Recommendations for designing and creating a monitoring system

2024-09-11

Applies to this Power Platform Well-Architected Operational Excellence checklist recommendation:

OE:06	Design and implement a monitoring system to validate design choices and inform future design and business decisions. This system captures and exposes operational telemetry, metrics, and logs that are emitted from the workload.
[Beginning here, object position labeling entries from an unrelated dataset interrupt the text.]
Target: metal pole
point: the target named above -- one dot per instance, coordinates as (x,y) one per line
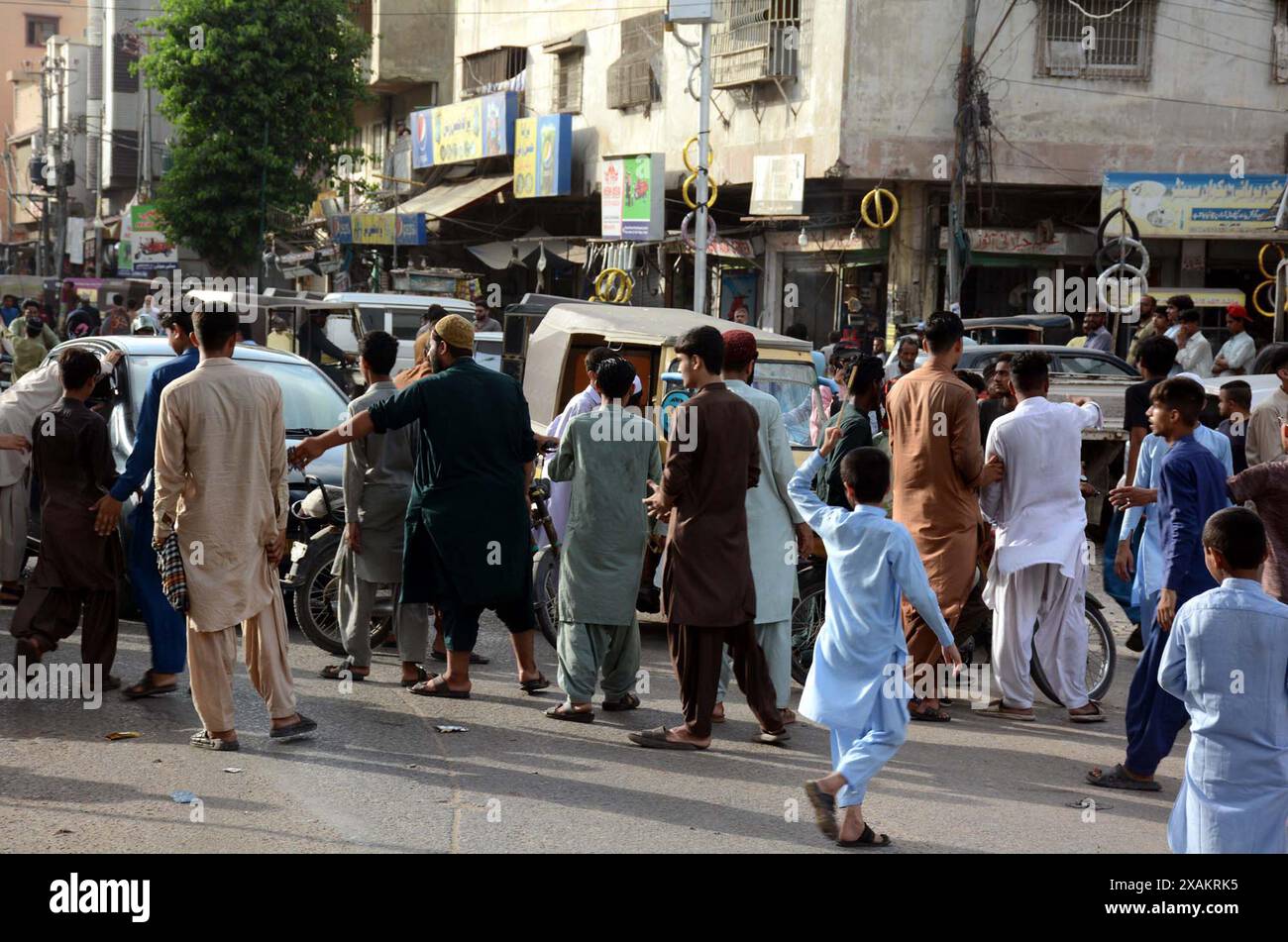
(699,251)
(957,213)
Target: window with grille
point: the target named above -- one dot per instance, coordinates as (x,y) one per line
(492,71)
(635,77)
(40,29)
(759,40)
(567,85)
(1073,46)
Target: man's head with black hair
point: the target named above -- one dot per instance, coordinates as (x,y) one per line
(1030,373)
(1176,407)
(700,353)
(377,352)
(80,370)
(943,336)
(215,330)
(1234,543)
(614,378)
(866,475)
(1157,356)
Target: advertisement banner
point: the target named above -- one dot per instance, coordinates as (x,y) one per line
(465,130)
(542,156)
(1194,205)
(632,190)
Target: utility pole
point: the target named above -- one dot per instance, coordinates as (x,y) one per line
(962,143)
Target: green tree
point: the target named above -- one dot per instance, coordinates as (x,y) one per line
(261,94)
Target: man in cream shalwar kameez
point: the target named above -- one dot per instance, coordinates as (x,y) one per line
(377,475)
(1038,571)
(21,404)
(220,485)
(774,528)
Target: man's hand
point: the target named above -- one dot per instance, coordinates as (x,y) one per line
(953,657)
(804,541)
(656,503)
(275,550)
(1125,564)
(1125,497)
(108,515)
(303,453)
(993,471)
(1166,609)
(829,438)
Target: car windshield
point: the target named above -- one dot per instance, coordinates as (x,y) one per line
(308,399)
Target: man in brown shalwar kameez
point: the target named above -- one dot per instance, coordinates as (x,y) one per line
(712,460)
(938,470)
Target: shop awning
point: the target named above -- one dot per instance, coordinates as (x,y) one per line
(451,197)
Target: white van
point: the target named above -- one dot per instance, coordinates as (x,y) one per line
(395,314)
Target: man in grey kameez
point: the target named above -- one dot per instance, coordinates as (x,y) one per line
(377,475)
(774,527)
(608,456)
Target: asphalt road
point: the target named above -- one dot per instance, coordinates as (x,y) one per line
(378,777)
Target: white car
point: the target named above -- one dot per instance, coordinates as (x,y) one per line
(395,314)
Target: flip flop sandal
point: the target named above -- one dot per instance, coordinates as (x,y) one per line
(996,709)
(300,727)
(1119,779)
(656,739)
(824,809)
(1098,717)
(146,687)
(868,839)
(421,676)
(571,715)
(475,658)
(619,705)
(331,672)
(204,740)
(428,687)
(535,684)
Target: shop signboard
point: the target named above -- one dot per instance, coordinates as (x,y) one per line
(1196,205)
(468,130)
(542,156)
(631,202)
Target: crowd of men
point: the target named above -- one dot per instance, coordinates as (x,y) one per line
(943,507)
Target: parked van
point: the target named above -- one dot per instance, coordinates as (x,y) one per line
(395,314)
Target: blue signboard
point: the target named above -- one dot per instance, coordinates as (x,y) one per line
(542,156)
(467,130)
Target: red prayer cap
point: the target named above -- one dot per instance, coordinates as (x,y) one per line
(739,348)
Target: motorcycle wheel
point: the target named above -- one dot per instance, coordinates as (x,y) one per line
(545,593)
(314,600)
(1102,659)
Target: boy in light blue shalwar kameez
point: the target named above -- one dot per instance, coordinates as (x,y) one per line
(855,684)
(1227,659)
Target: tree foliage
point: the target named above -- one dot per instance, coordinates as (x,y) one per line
(261,94)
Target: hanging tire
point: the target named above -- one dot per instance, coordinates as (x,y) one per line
(545,593)
(316,594)
(807,618)
(1102,658)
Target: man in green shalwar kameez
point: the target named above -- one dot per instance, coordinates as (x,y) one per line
(468,529)
(609,456)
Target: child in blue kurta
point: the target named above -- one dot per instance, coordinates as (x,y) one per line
(855,684)
(1227,661)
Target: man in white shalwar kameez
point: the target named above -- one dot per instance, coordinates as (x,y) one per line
(1038,571)
(855,684)
(776,529)
(38,391)
(587,400)
(1227,659)
(220,486)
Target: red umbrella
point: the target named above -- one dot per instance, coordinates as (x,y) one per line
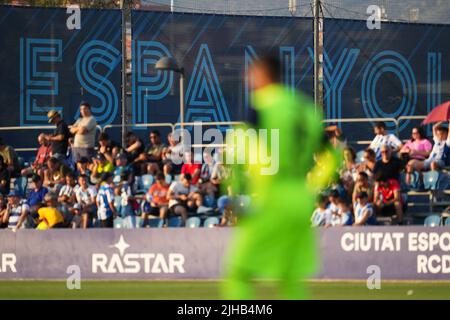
(439,113)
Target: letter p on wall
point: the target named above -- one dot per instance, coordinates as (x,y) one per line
(74,20)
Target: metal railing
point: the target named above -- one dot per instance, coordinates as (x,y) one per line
(176,125)
(25,128)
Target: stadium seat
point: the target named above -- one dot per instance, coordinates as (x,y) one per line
(129,222)
(447,222)
(175,222)
(193,222)
(118,223)
(430,180)
(145,183)
(21,162)
(155,223)
(169,179)
(432,221)
(360,156)
(31,160)
(414,184)
(118,203)
(20,185)
(210,222)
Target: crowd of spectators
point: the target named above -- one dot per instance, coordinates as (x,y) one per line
(78,181)
(371,187)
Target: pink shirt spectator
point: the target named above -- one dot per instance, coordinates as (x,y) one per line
(418,145)
(43,155)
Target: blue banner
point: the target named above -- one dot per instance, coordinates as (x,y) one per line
(398,70)
(215,51)
(53,58)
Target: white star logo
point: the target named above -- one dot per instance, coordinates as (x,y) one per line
(121,245)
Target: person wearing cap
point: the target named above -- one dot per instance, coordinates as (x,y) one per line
(60,138)
(49,216)
(42,155)
(16,212)
(84,132)
(100,166)
(106,211)
(37,194)
(5,178)
(363,211)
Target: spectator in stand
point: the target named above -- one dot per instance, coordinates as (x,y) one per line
(183,197)
(363,210)
(55,175)
(135,147)
(123,168)
(86,198)
(43,154)
(335,136)
(106,211)
(349,170)
(387,194)
(82,167)
(49,215)
(151,159)
(322,214)
(67,197)
(99,167)
(362,185)
(5,178)
(418,148)
(2,211)
(229,218)
(36,196)
(370,159)
(333,198)
(189,166)
(389,167)
(384,138)
(173,156)
(84,131)
(60,138)
(109,148)
(157,197)
(123,190)
(16,214)
(10,158)
(440,154)
(345,213)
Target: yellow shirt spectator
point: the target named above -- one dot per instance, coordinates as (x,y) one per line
(105,167)
(49,217)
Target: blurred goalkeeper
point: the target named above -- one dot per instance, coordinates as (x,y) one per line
(275,240)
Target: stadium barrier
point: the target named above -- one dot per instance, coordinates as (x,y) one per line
(396,253)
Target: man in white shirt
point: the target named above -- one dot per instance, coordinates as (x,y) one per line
(183,196)
(84,131)
(441,150)
(384,138)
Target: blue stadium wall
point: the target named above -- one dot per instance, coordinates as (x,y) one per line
(401,69)
(44,65)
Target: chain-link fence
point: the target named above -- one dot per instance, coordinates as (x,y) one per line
(411,11)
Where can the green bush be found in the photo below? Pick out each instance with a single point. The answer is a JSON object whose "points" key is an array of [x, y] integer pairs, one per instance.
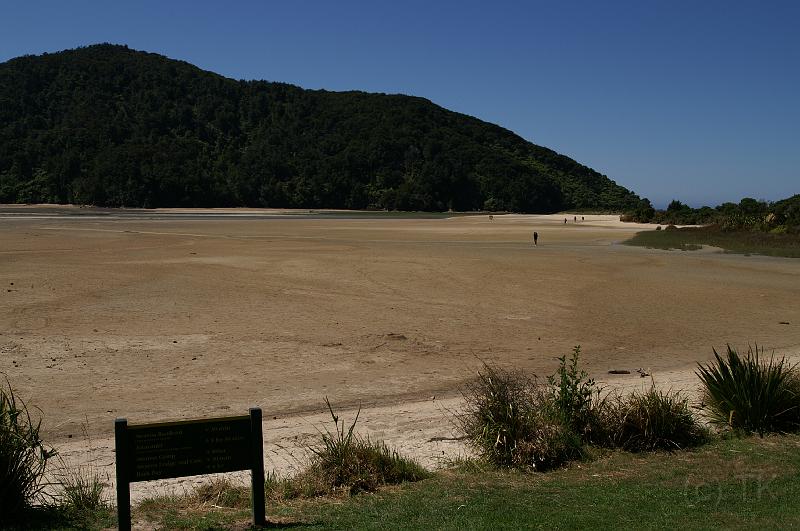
{"points": [[345, 461], [83, 489], [576, 398], [750, 395], [511, 421], [651, 420], [23, 457]]}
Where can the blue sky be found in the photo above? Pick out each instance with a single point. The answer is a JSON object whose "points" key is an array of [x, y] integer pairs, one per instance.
{"points": [[690, 100]]}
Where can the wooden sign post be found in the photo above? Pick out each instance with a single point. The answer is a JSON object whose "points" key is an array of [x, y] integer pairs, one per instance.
{"points": [[147, 452]]}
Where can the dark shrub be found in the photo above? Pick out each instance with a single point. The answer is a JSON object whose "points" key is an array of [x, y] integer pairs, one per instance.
{"points": [[344, 461], [652, 420], [511, 421]]}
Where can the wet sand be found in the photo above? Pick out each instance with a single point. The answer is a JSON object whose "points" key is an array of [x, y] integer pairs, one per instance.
{"points": [[166, 315]]}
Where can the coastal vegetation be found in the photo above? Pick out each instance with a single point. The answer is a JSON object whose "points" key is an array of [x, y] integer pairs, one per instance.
{"points": [[779, 217], [612, 461], [749, 227], [110, 126]]}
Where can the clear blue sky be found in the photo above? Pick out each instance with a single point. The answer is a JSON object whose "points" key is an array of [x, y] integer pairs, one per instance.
{"points": [[694, 100]]}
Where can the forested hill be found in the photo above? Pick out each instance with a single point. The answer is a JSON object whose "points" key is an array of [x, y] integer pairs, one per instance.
{"points": [[110, 126]]}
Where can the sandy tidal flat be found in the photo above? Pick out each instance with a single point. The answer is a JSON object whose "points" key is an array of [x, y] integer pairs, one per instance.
{"points": [[166, 315]]}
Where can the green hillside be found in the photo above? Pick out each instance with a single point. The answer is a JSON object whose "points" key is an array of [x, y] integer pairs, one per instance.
{"points": [[110, 126]]}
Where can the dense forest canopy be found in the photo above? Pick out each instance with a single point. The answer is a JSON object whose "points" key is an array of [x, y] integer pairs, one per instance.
{"points": [[111, 126]]}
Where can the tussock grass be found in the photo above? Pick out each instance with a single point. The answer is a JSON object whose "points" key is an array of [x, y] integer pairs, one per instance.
{"points": [[23, 457], [749, 394], [512, 421], [83, 490], [652, 420], [343, 461]]}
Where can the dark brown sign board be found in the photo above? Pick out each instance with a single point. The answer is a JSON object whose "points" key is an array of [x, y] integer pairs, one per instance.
{"points": [[146, 452]]}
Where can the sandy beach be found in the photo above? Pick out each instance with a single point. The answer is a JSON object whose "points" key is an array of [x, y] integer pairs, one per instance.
{"points": [[184, 314]]}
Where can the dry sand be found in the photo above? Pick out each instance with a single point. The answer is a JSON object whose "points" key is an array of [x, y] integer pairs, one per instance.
{"points": [[174, 314]]}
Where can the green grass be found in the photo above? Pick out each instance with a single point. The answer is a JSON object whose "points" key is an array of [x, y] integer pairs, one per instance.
{"points": [[739, 242], [734, 483], [751, 393]]}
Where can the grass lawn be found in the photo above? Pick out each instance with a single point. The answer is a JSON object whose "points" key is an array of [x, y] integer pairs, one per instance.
{"points": [[748, 483], [691, 238]]}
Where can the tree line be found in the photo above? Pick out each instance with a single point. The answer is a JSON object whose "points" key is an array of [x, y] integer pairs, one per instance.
{"points": [[110, 126]]}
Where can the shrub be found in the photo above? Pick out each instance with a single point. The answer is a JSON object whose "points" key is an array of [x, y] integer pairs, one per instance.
{"points": [[23, 457], [222, 492], [576, 397], [511, 421], [652, 420], [346, 461], [83, 489], [749, 395]]}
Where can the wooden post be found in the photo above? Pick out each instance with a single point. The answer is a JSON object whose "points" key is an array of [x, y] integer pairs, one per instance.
{"points": [[123, 481], [257, 457]]}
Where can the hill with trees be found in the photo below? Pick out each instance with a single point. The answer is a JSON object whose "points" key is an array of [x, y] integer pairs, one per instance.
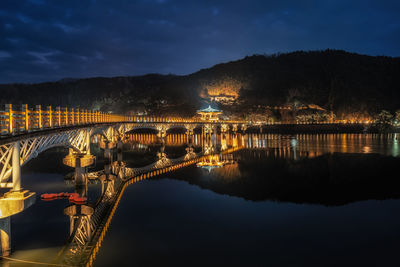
{"points": [[281, 86]]}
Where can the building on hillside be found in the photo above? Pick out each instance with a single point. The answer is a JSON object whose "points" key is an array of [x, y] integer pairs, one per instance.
{"points": [[209, 114]]}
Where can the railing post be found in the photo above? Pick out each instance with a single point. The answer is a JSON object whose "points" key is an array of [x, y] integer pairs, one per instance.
{"points": [[78, 116], [66, 116], [50, 116], [58, 111], [16, 167], [26, 111], [39, 112], [10, 118]]}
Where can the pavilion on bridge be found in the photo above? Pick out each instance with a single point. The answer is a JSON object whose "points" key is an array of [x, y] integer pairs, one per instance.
{"points": [[209, 114]]}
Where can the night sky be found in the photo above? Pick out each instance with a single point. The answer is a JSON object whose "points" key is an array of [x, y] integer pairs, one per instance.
{"points": [[49, 40]]}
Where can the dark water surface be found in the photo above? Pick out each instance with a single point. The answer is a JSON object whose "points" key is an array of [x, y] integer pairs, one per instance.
{"points": [[305, 200]]}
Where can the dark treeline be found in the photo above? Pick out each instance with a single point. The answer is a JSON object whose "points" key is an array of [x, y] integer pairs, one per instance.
{"points": [[335, 80]]}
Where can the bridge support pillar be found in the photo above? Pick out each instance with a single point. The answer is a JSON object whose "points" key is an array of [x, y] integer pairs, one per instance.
{"points": [[120, 146], [16, 167], [79, 161], [5, 236], [11, 203], [83, 212]]}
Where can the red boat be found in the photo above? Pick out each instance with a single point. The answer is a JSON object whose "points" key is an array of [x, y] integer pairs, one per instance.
{"points": [[72, 197]]}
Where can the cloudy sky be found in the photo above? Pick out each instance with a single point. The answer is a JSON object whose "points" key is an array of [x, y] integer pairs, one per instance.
{"points": [[47, 40]]}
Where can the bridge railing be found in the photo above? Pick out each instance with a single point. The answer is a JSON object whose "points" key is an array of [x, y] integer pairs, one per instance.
{"points": [[22, 119], [17, 119]]}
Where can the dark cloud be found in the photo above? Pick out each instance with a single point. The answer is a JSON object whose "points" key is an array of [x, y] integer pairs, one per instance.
{"points": [[44, 40]]}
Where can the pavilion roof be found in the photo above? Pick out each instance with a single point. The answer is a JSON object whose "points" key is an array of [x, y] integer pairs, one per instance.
{"points": [[209, 109]]}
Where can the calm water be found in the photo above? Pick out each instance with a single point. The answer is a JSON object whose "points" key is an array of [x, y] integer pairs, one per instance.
{"points": [[304, 200]]}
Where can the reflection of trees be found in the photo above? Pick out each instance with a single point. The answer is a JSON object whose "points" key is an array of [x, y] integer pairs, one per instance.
{"points": [[331, 179]]}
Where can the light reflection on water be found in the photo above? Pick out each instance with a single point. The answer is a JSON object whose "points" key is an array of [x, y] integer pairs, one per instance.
{"points": [[270, 167]]}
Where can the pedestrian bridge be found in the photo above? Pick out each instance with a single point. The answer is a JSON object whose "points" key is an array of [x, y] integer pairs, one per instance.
{"points": [[89, 224], [26, 132]]}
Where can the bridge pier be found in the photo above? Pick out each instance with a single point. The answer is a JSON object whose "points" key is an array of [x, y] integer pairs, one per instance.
{"points": [[5, 236], [120, 146], [16, 167], [79, 161], [11, 203], [80, 214]]}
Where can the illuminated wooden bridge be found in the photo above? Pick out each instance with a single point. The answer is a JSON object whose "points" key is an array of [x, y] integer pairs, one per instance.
{"points": [[88, 225], [26, 132]]}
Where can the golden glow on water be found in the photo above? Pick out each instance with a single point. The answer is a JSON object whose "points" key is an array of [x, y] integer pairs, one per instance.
{"points": [[291, 147]]}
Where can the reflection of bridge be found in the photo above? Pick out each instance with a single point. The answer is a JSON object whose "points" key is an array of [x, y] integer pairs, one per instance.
{"points": [[25, 133], [88, 225]]}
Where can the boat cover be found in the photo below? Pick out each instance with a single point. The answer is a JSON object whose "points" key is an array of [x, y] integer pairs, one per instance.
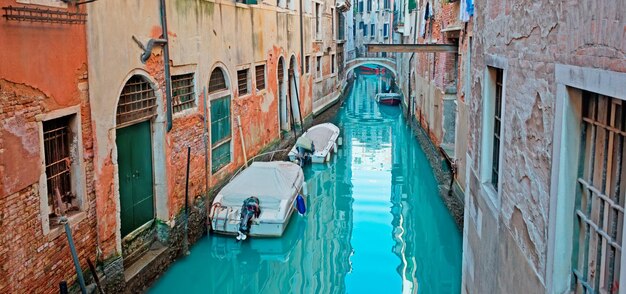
{"points": [[271, 182], [304, 142], [320, 135]]}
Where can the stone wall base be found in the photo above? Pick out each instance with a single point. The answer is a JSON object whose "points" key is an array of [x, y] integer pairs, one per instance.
{"points": [[449, 191]]}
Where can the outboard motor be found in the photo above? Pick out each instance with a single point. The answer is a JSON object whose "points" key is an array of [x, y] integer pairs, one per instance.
{"points": [[249, 210], [305, 148]]}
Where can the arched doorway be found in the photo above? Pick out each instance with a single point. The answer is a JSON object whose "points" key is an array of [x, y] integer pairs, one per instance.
{"points": [[294, 94], [220, 113], [282, 96], [136, 109]]}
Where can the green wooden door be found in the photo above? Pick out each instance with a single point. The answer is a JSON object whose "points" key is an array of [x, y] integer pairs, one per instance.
{"points": [[134, 158]]}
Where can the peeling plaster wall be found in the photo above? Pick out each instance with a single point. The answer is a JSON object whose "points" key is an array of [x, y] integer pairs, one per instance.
{"points": [[531, 36], [43, 68]]}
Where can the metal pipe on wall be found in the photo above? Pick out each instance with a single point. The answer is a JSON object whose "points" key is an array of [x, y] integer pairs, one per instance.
{"points": [[166, 65]]}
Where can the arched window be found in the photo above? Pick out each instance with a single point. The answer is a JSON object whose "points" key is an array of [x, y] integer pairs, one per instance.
{"points": [[220, 95], [137, 102]]}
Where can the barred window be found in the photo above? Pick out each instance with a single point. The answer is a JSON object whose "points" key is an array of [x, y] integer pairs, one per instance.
{"points": [[599, 208], [57, 137], [307, 64], [183, 95], [242, 81], [260, 76], [137, 102], [318, 66], [217, 82], [220, 133], [495, 163]]}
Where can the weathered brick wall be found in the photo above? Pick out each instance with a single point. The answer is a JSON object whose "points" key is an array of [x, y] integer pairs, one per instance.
{"points": [[42, 69], [436, 72], [533, 36], [31, 261]]}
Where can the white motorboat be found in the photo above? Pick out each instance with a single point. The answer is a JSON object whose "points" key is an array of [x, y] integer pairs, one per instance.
{"points": [[316, 144], [275, 186]]}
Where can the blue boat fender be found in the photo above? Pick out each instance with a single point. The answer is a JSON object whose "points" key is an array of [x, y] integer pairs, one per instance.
{"points": [[300, 204]]}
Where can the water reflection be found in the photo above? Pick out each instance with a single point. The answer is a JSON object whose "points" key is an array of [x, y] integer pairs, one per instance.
{"points": [[375, 223]]}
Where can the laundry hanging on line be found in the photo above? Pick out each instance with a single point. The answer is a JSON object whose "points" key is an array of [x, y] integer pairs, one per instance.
{"points": [[467, 10]]}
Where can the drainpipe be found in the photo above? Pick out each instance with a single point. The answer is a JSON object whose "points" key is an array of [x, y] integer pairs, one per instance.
{"points": [[166, 56], [301, 41]]}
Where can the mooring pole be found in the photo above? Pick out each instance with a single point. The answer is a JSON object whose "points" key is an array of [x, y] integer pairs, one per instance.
{"points": [[79, 272], [298, 101], [185, 237], [206, 154]]}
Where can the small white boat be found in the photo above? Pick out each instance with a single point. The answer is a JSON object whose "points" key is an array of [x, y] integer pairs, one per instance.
{"points": [[275, 185], [388, 98], [316, 144]]}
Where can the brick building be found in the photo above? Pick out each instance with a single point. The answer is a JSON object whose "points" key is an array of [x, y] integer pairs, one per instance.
{"points": [[46, 146], [435, 85], [544, 208], [110, 152]]}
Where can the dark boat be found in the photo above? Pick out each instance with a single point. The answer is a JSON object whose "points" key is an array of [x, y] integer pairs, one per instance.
{"points": [[365, 70], [389, 98]]}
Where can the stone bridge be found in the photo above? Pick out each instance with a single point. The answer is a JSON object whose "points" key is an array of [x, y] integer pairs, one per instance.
{"points": [[388, 63]]}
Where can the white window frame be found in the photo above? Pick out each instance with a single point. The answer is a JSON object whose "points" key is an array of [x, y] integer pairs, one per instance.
{"points": [[77, 174], [570, 82], [486, 151]]}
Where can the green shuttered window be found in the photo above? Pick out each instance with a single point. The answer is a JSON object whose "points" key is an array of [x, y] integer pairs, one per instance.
{"points": [[220, 133]]}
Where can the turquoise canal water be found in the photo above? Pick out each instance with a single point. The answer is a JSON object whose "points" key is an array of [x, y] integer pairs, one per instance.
{"points": [[375, 223]]}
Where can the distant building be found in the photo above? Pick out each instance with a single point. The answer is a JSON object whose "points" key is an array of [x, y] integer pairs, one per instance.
{"points": [[372, 25], [435, 85]]}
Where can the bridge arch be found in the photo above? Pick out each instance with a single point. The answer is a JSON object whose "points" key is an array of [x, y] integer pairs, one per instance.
{"points": [[384, 62]]}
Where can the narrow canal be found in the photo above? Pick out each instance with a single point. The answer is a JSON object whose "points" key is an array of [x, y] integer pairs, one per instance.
{"points": [[375, 223]]}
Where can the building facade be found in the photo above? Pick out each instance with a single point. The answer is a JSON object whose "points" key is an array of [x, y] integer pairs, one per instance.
{"points": [[224, 80], [372, 25], [46, 145], [435, 85], [544, 208]]}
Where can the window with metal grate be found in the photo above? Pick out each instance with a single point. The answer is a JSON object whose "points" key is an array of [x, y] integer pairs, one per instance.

This guide describes the recommendations for designing and creating a monitoring system. To effectively monitor your workload for security, performance, and reliability, you need a comprehensive system with its own stack that provides the foundation for all monitoring, detection, and alerting functions.

Definitions

Term	Definition
Logs	Recorded system events. Logs can contain different types of data in a structured or free-form text format. They contain a timestamp.
Metrics	Numerical values that are collected at regular intervals. Metrics describe some aspects of a system at a particular time.

Key design strategies

To implement a comprehensive monitoring system design for your workload, follow these core tenets:

Whenever practical, take advantage of platform-provided monitoring tools, which typically require little configuration and can provide deep insights into your workload that might otherwise be difficult to obtain.
Collect logs and metrics from the entire workload stack. All low-code and code-first components and resources should be configured to produce standardized, meaningful data, and that data needs to be collected.
Store the collected data in a standardized, reliable, and secure storage solution.
Process stored data so that it can be handled by analysis and visualization solutions.
Analyze processed data to accurately determine the state of the workload.
Visualize the state of the workload in meaningful dashboards or reports for workload teams and other stakeholders.
Configure actionable alerts and other automatic responses to intelligently defined thresholds to notify workload teams when issues arise.
Include monitoring and alerting systems in your overall workload testing practices.
Ensure that monitoring and alerting systems are in scope for continuous improvement. Application and configuration behavior in production provides continuous learning opportunities. Incorporate those lessons into monitoring and alerting designs.
Tie the monitoring data that you gather and analyze back to your system and user flows to correlate the health of the flows with the data as well as the overall health of the workload. Analyzing that data in terms of the flows helps align your observability strategy with your health model.
Minimize the storage of any identifiable information to ensure that you comply with laws and regulations. If you need to store identifiable information, be sure that when you design your solution, you take into account requirements that allow individuals to request that their information be deleted.
Never record user passwords or other information that might be used to commit identity fraud. Scrub these details from the data before it's stored. Regulatory requirements might dictate that information collected for auditing and security needs to be archived and saved. This data is also sensitive and might need to be encrypted or otherwise protected to prevent tampering.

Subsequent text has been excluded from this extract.